After losing many moderate lawmakers in the 2012 elections, Kansas students, families and educators faced a slew of proposed legislation that would cut education funding in the short term, and endanger it further in the long-term through changes to the tax structure—all this despite the fact that a Kansas district court ruled in January that the state legislature had failed to fund an appropriate public education for Kansas students. Other anti-public education bills encouraged corporate donations to charter schools and threatened educator rights to advocate for student learning conditions through collective bargaining.
Kansas educators knew they had to join forces with parents to have maximum impact at the statehouse. That’s exactly what led fifth-grade teacher Barb Casey of Shawnee Mission to seek out parents who were also involved in the politics of public education. She met with the PTA and began attending meetings of a grassroots parent group called Game On for Kansas Schools. Talk turned to how the parents could help support Kansas NEA’s big lobby day, which inspired parent Heather Ousley to think big.

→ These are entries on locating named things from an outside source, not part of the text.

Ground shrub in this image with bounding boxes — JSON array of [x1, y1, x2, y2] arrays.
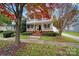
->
[[3, 31, 14, 38], [43, 32, 59, 36], [0, 30, 3, 33], [22, 32, 32, 35]]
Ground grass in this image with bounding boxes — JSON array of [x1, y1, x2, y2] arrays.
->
[[40, 36, 79, 43], [16, 43, 79, 56], [20, 35, 28, 39], [64, 32, 79, 36], [16, 43, 55, 56], [0, 40, 14, 48]]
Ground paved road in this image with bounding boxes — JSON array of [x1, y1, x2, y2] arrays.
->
[[21, 36, 79, 48], [62, 33, 79, 41]]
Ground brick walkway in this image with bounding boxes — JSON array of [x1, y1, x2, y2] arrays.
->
[[0, 42, 26, 56]]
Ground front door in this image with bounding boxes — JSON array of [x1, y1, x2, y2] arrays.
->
[[36, 25, 41, 31]]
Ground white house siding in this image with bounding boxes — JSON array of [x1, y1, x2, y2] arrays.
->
[[66, 14, 79, 32]]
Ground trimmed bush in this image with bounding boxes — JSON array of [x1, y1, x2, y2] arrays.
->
[[43, 32, 59, 36], [3, 31, 14, 38], [0, 30, 3, 33], [21, 32, 32, 35]]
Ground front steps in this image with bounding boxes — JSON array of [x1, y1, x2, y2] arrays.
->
[[32, 31, 42, 36]]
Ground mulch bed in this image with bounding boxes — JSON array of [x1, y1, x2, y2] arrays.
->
[[0, 42, 27, 56]]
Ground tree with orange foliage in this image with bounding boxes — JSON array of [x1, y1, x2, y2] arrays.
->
[[1, 3, 26, 44]]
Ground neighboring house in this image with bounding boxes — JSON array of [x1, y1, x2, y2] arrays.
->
[[65, 14, 79, 32], [26, 18, 57, 31]]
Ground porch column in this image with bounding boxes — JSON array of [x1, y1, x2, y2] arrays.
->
[[41, 24, 44, 31]]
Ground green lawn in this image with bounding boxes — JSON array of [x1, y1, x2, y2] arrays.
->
[[64, 32, 79, 36], [40, 36, 79, 43], [20, 35, 28, 39], [16, 43, 79, 56], [0, 40, 14, 48]]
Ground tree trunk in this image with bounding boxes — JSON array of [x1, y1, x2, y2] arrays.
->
[[59, 30, 62, 36], [15, 19, 20, 44]]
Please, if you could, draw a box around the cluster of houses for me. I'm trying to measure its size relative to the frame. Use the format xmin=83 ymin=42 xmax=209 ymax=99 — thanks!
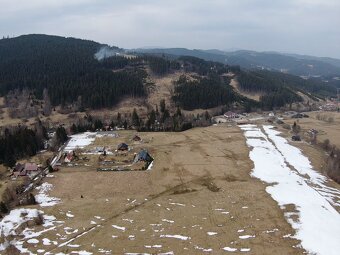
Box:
xmin=12 ymin=163 xmax=42 ymax=177
xmin=319 ymin=102 xmax=340 ymax=111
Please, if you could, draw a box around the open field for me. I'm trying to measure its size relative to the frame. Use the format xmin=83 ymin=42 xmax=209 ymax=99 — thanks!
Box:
xmin=230 ymin=79 xmax=261 ymax=101
xmin=1 ymin=125 xmax=303 ymax=254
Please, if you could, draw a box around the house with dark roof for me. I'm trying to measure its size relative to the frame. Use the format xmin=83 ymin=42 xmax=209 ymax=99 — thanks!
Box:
xmin=14 ymin=163 xmax=40 ymax=177
xmin=132 ymin=135 xmax=142 ymax=142
xmin=133 ymin=150 xmax=153 ymax=163
xmin=117 ymin=143 xmax=129 ymax=151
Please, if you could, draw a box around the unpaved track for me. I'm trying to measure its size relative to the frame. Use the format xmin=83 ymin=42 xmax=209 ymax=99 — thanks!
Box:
xmin=27 ymin=125 xmax=303 ymax=254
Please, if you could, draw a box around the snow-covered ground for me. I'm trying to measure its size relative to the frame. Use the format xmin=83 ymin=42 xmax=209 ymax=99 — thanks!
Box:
xmin=241 ymin=125 xmax=340 ymax=255
xmin=0 ymin=208 xmax=59 ymax=254
xmin=64 ymin=132 xmax=119 ymax=152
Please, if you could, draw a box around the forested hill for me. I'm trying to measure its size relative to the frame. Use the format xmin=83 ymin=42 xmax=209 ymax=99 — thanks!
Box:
xmin=0 ymin=35 xmax=144 ymax=108
xmin=135 ymin=48 xmax=340 ymax=78
xmin=0 ymin=35 xmax=336 ymax=111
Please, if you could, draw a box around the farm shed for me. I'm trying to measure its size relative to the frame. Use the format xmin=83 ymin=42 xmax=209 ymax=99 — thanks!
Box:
xmin=134 ymin=150 xmax=153 ymax=163
xmin=117 ymin=143 xmax=129 ymax=151
xmin=132 ymin=135 xmax=142 ymax=142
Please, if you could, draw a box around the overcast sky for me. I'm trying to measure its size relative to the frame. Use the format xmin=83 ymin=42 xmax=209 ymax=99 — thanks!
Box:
xmin=0 ymin=0 xmax=340 ymax=58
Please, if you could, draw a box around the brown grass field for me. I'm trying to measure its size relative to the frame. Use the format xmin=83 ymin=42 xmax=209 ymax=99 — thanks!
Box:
xmin=15 ymin=125 xmax=303 ymax=254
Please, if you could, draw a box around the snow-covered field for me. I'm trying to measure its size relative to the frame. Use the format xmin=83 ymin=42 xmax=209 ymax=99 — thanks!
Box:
xmin=64 ymin=132 xmax=119 ymax=152
xmin=242 ymin=125 xmax=340 ymax=255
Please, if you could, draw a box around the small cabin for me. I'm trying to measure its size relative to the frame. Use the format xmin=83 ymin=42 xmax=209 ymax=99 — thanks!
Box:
xmin=117 ymin=143 xmax=129 ymax=151
xmin=133 ymin=150 xmax=153 ymax=163
xmin=132 ymin=135 xmax=142 ymax=142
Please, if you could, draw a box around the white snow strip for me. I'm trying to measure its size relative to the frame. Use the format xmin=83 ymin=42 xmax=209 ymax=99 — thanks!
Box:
xmin=169 ymin=203 xmax=185 ymax=206
xmin=27 ymin=238 xmax=39 ymax=244
xmin=238 ymin=235 xmax=255 ymax=239
xmin=222 ymin=246 xmax=237 ymax=252
xmin=66 ymin=212 xmax=74 ymax=218
xmin=160 ymin=235 xmax=191 ymax=241
xmin=162 ymin=219 xmax=175 ymax=224
xmin=112 ymin=225 xmax=126 ymax=231
xmin=64 ymin=132 xmax=97 ymax=152
xmin=241 ymin=126 xmax=340 ymax=255
xmin=207 ymin=232 xmax=217 ymax=236
xmin=240 ymin=248 xmax=250 ymax=252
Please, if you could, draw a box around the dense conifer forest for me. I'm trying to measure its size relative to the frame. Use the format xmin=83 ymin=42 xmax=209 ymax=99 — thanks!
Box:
xmin=0 ymin=35 xmax=336 ymax=112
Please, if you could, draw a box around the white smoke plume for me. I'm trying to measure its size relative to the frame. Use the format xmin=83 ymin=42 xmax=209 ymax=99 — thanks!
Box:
xmin=94 ymin=46 xmax=119 ymax=61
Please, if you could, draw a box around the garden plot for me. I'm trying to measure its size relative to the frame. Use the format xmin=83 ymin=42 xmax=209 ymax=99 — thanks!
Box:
xmin=241 ymin=125 xmax=340 ymax=255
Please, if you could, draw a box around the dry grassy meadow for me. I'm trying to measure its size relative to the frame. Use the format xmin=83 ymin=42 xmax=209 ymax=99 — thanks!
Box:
xmin=14 ymin=125 xmax=303 ymax=254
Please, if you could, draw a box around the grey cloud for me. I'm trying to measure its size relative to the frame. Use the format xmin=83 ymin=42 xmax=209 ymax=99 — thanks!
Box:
xmin=0 ymin=0 xmax=340 ymax=58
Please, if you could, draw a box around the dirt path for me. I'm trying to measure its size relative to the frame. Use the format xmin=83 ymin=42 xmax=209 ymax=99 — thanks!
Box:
xmin=13 ymin=126 xmax=303 ymax=254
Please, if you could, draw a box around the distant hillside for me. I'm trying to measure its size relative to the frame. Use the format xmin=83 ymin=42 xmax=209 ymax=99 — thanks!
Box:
xmin=136 ymin=48 xmax=340 ymax=76
xmin=0 ymin=35 xmax=144 ymax=108
xmin=0 ymin=35 xmax=336 ymax=113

“She called to tell me she had decided to walk the 60 miles from her home to the statehouse in Topeka,” said Casey, who then sprang into action finding teachers who would walk portions of the journey with her for companionship and safety. “We all walked with her from the KNEA building to the capital, where we had educators holding signs and a press conference that drew a lot of attention.”
“I just knew how important it was for parents to be visible, because sometimes lawmakers won’t listen when teachers are trying to make the case on their own,” said Ousley. “We were concerned that a lot of bad legislation might be pushed through over spring break while many people were out of town, and I figured walking 20 miles per day was doable considering the cause.”
With educator and parent voices ringing out in unison, several devastating bills were defeated, including the charter school bill; the one that sought to diminish collective bargaining rights; and another that would effectively remove the education association’s ability to communicate with members about pro-public education candidates.
This teacher-parent team says it was essential to articulate just how they could help each other.
“I think many educators are naturally reluctant to talk politics, but we just have to ask people to join the fight on behalf of students,” said Casey who says she’s already looking forward to changing the makeup of the legislature in 2014. “Reach out, and be accessible. Always pick up your phone!”
“We love our teachers and wish we could do more for them,” said Ousley. “Parents are open and receptive especially if you keep them informed about what’s going on in your district and in the statehouse.
“I know that some people don’t think politics is polite conversation, but if my children’s education is being screwed up, I’m no longer in the mood to worry about being polite.”